I think for a minute. “Well, we could send her to school in Switzerland,” I suggest hopefully. I saw a documentary about the Alps. This guy called Hannibal tried to cross the mountains with a bunch of elephants. It didn’t work out too well. “She might like it there and we could go visit and go skiing in the Alps.”
Mom sort of laughs, which makes me smile and wish I could think of something else funny to say to make her laugh again. I love how she laughs. She sounds like Caitlin. Or I guess, technically, Caitlin sounded like her.

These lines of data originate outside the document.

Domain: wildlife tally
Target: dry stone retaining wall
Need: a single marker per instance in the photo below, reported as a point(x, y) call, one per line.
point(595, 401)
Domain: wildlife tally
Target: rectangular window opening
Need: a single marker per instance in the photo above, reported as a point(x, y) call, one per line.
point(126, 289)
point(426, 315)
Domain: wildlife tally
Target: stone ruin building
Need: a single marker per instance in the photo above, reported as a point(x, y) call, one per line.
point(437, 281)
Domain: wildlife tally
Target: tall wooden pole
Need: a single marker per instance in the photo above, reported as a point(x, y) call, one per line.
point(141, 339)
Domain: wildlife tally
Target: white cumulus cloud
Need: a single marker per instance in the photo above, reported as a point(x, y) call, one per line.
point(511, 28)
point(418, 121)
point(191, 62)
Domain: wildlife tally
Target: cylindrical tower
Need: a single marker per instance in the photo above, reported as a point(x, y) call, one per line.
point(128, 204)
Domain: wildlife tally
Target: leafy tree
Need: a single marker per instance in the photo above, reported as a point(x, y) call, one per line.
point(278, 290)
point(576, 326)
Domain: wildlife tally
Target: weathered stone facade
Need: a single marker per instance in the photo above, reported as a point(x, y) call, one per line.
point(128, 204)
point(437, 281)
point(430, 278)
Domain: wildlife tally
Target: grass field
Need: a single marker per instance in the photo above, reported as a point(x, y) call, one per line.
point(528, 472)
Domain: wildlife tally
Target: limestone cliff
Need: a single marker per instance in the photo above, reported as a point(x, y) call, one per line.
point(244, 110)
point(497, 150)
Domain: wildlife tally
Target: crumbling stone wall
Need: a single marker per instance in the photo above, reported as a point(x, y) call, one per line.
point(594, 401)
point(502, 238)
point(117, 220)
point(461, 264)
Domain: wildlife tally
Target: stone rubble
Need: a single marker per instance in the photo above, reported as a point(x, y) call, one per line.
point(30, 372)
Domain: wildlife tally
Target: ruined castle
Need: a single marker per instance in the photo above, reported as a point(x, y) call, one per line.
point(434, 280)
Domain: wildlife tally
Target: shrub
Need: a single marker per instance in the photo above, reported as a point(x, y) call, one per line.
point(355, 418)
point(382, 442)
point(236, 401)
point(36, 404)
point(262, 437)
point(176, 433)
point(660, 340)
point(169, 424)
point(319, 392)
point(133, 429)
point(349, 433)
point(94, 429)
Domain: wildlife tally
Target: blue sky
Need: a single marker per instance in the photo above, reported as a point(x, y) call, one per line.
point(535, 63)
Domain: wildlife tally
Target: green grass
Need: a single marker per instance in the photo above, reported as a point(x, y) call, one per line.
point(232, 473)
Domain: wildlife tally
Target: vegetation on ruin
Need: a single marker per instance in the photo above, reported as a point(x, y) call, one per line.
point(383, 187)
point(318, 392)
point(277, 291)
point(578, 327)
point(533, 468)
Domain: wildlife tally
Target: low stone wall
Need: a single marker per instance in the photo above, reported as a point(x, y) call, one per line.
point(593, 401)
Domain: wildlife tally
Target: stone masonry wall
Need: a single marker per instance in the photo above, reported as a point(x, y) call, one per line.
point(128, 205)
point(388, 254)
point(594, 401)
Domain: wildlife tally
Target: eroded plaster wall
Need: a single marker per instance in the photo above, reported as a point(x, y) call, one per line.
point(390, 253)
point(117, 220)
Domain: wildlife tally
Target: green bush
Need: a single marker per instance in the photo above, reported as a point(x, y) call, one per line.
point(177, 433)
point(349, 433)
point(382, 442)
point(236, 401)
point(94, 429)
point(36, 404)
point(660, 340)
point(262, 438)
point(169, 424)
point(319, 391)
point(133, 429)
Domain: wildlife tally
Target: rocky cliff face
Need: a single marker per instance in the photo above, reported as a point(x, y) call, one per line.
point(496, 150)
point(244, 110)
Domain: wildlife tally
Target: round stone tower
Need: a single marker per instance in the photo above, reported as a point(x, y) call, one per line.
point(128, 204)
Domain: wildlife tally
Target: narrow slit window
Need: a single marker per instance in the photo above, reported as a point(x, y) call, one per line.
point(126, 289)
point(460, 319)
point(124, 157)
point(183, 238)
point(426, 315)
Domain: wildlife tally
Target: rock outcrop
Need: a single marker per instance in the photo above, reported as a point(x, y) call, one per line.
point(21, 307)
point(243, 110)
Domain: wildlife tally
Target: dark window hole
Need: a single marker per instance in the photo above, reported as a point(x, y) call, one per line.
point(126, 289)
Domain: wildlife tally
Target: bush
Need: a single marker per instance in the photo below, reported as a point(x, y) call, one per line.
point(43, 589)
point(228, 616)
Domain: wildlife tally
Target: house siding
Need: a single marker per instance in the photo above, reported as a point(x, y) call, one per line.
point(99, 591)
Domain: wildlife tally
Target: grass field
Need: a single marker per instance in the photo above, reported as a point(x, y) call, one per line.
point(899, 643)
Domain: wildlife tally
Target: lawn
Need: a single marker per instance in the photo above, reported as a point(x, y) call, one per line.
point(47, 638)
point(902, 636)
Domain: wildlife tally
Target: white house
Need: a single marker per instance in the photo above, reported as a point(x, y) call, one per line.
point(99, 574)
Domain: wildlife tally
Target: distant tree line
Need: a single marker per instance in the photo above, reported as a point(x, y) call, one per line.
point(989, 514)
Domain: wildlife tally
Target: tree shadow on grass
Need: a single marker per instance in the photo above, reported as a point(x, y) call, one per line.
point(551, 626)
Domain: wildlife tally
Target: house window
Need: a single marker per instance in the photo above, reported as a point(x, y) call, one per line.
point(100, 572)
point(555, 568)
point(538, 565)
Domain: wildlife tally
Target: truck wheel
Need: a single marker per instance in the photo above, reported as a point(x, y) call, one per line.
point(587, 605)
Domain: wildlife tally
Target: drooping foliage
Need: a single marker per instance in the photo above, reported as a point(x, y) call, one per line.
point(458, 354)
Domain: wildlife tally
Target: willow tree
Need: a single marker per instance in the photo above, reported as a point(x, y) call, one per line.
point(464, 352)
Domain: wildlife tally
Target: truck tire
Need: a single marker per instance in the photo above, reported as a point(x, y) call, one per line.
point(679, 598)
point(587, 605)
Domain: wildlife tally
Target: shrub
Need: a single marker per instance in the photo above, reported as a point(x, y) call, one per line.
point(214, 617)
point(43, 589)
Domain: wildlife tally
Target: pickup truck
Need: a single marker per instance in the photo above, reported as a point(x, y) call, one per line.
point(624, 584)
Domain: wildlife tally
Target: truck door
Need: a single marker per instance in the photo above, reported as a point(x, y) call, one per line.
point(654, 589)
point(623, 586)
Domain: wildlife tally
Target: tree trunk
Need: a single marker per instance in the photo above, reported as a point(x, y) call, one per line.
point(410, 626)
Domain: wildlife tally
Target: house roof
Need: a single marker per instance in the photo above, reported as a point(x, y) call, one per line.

“I’m not sending her to Switzerland. I’m not sending your sister anywhere, Izzy. She belongs with us. Now, more than ever,” she adds, so softly that I have to listen hard to hear her.
Luckily, I’m smart enough to keep my mouth shut. Mom doesn’t say anything, either, and after a while, I start to feel sleepy. Mom’s so warm and she smells so good and Mr. Cat keeps purring.
A part of me doesn’t want to fall asleep and have the time with her over, but finally I let myself go, thinking that if I happen to croak in my sleep tonight, this is the perfect memory I’ll die with.